Well... it is unpythonic in that sets and items are treated differently 
in Python (except the oddball case of strings, as you mention).  It's 
more a question of whether it is justifiably unpythonic... and I'm not 
disputing that it can be.

>     Some things in jQuery are a result of Javascript, where the
>     equivalent in Python would use a different syntax.  For instance:
> 
>      >>> p.attr("id")
>      'hello'
>      >>> p.attr("id", "plop")
>      []
> 
>     Would more typically be:
> 
>      >>> p.attrib['id']
>      'hello'
>      >>> p.attrib['id'] = 'plop'
> 
>     Javascript just doesn't have anything like __getitem__/__setitem__,
>     and doesn't really have getters and setters (at least on many
>     browsers) so it also has to use functions to get and set values.
>      Also note you don't allow things like p.attr('id', None), which
>     should be valid (probably meaning an attribute deletion).
> 
> 
> attr('id', None) doesn't work, but it doesn't work in jquery either, 
> there actually is a method called removeAttr for that purpose.

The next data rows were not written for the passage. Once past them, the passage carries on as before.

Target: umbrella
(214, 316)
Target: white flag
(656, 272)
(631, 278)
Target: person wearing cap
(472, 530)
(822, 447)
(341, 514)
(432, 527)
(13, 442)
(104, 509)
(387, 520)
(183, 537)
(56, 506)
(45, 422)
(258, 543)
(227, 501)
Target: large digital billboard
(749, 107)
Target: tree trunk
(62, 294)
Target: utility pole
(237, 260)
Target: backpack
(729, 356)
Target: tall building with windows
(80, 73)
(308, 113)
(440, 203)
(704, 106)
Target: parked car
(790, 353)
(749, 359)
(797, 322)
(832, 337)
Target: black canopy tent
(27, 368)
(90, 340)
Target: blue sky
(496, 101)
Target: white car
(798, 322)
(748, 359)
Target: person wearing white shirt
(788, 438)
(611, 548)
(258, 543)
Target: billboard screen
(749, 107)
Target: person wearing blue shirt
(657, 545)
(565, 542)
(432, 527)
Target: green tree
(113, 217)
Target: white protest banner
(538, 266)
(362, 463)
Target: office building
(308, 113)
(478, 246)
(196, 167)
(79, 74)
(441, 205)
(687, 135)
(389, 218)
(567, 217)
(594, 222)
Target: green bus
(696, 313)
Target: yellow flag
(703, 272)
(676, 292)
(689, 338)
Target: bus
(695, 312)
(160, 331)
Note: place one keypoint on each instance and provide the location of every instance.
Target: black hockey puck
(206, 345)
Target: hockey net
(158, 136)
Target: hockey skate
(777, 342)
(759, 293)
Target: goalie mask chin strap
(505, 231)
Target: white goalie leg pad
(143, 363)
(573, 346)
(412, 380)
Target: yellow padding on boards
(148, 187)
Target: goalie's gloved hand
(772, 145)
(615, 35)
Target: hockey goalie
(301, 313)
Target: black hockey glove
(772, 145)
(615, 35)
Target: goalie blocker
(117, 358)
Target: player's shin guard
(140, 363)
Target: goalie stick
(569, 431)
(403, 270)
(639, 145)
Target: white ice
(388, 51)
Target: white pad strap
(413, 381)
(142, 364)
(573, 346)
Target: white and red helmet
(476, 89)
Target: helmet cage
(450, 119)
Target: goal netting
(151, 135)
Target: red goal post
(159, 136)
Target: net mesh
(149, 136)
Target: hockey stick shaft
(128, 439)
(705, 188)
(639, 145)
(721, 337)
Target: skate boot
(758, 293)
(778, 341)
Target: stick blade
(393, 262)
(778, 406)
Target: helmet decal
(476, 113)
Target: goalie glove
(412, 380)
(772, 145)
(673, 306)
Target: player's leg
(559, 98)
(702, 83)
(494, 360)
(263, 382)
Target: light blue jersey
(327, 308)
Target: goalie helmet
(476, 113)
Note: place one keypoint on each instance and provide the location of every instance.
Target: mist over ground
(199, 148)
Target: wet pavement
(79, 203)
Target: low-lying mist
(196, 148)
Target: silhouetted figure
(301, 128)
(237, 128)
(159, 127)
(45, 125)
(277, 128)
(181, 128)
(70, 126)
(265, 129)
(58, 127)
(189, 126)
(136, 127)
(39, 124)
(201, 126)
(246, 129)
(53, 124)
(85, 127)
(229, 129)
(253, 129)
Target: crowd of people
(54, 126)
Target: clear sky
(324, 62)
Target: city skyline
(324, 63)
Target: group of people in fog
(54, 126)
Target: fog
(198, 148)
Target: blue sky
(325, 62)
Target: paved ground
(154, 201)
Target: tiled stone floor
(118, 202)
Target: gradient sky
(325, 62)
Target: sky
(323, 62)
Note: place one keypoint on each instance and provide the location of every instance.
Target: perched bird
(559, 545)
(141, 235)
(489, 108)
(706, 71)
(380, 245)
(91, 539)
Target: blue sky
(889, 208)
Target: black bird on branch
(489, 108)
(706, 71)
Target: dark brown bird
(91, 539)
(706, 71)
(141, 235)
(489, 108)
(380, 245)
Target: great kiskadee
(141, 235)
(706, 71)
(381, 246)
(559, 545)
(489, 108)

Well, it would be easy to make it work, just don't use None as your 
sentinel.

> You're right, jquery isn't always perfectly pythonic, it doesn't use 
> setters, and method names use the hungarian notation which isn't 
> pythonic and which I don't like. But it is object oriented (very much 
> so) and allow "streamed" method application, calling method over method 
> over method on the same object, which you can't do if you use a python 
> setter. Also jquery misses a method to access the full html string of a 
> tag (you can only access innerHtml) which sucks.

There's a very small (4-line?) outerHtml plugin for jquery, BTW.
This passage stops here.